Ich ertappe mich wie ich anfange beim gehen mit den armen zu rudern. Ich ertappe mich wie ich beim zuhören den kopf neige. Schräg zur seite. Nicht zu der seite des erzählers. Nein. Zur entgegengesetzten. Ich ertappe mich auch wie ich beginne mit den fingern zu schnippen wenn ich dem gehörten widersprechen will. Wie Jan! fährt es mir durch den kopf. Ganz wie Jan. Höre ich meine tanten flüstern.
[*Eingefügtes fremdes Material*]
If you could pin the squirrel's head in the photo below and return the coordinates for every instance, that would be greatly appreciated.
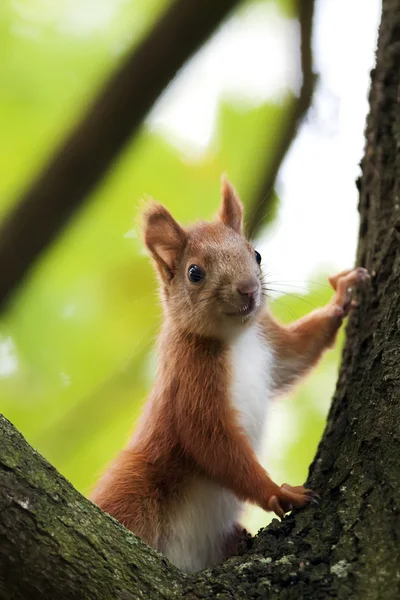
(210, 274)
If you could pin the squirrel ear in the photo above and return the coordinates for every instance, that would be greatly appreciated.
(231, 209)
(164, 238)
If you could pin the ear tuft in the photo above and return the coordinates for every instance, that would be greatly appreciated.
(164, 238)
(231, 209)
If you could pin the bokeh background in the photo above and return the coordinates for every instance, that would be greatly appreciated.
(77, 338)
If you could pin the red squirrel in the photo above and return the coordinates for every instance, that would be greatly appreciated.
(181, 482)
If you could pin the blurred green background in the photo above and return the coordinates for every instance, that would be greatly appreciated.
(76, 342)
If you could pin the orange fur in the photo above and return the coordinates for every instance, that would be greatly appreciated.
(190, 433)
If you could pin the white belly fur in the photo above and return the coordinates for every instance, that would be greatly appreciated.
(208, 511)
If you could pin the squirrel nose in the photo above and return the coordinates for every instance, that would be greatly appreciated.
(248, 287)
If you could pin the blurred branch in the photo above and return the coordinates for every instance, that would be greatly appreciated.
(265, 194)
(84, 157)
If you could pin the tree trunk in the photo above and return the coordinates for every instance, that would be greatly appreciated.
(55, 544)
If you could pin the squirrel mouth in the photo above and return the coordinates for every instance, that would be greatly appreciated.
(244, 310)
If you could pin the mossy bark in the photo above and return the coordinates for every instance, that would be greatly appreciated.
(55, 544)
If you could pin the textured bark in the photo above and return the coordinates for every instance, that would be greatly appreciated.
(55, 544)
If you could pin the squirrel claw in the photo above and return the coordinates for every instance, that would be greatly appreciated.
(343, 284)
(291, 497)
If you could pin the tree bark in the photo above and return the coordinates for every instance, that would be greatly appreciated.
(56, 544)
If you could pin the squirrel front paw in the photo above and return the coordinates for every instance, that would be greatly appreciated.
(290, 497)
(343, 283)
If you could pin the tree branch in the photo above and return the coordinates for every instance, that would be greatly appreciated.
(83, 159)
(296, 113)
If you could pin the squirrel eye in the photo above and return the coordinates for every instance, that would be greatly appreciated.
(195, 273)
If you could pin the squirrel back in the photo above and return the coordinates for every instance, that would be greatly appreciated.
(192, 462)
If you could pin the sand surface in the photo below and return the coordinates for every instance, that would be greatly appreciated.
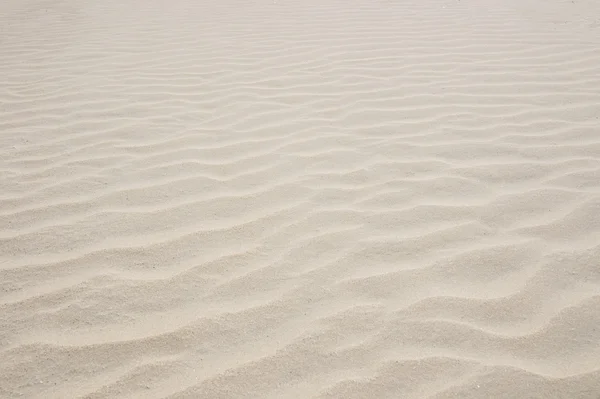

Die nachbarinnen. Die alle längst gestorben. Wie Jan wie Jan hallt das echo mir im ohr. Wie vater. Wie Jan. Wie wie… Nein! schreie ich in den novembertag. Nein! Ich bin… und Jan bringt mir auf weißem auf grauem auf kariertem papier sein wörtergeschenk.
Lege ihm ein wort in den mund – schon lässt er es auf der Zunge zergehen. Erkläre ich dem wirbelnden laub dem müden licht der sinkenden sonne. JAN. Der wundersame wortvermehrer. Jedes einzelne wort kostet er aus. Prüft es auf seinen geschmack. Ertastet sein volumen. Zieht es durch die zähne. Drückt es gegen den gaumen. Befühlt es mit seiner zunge. Schiebt es von rechts nach links von links nach rechts. Presst es gegen die zum kussmund geformten lippen (beschmeckt beschmatzt beschnuppert) und spuckt derer hundert wieder aus. Oder aber: sein mund ist bruthöhle: ein wort hinein und siebenunddreißig neue ausgebrütet. Oder: sein mund ist eine wortmühle: ein wort zwischen die mühlsteine und wortstaub nimmt mir den atem. Worte zermahlen bis ins kleinste molekül. Dann rasch zusammengefügt zu neuem. Oder er ist magier zaberer: verschluckt nichts als ein graues luftgebilde und – abrakadabra – lässt es perlen und glänzen und funkeln. Klimpern und klingeln und summen. Ich staune mit offenem mund. Ohne befruchten kein gebären. Meint Jan und nimmt mich in den arm. Still flüstere ich. Es sind die volkale nur die vokale. Wie neid ich ihnen ihren klang. Sie sind durch sich und ich… Bin konsonant der ohne klang erstickt…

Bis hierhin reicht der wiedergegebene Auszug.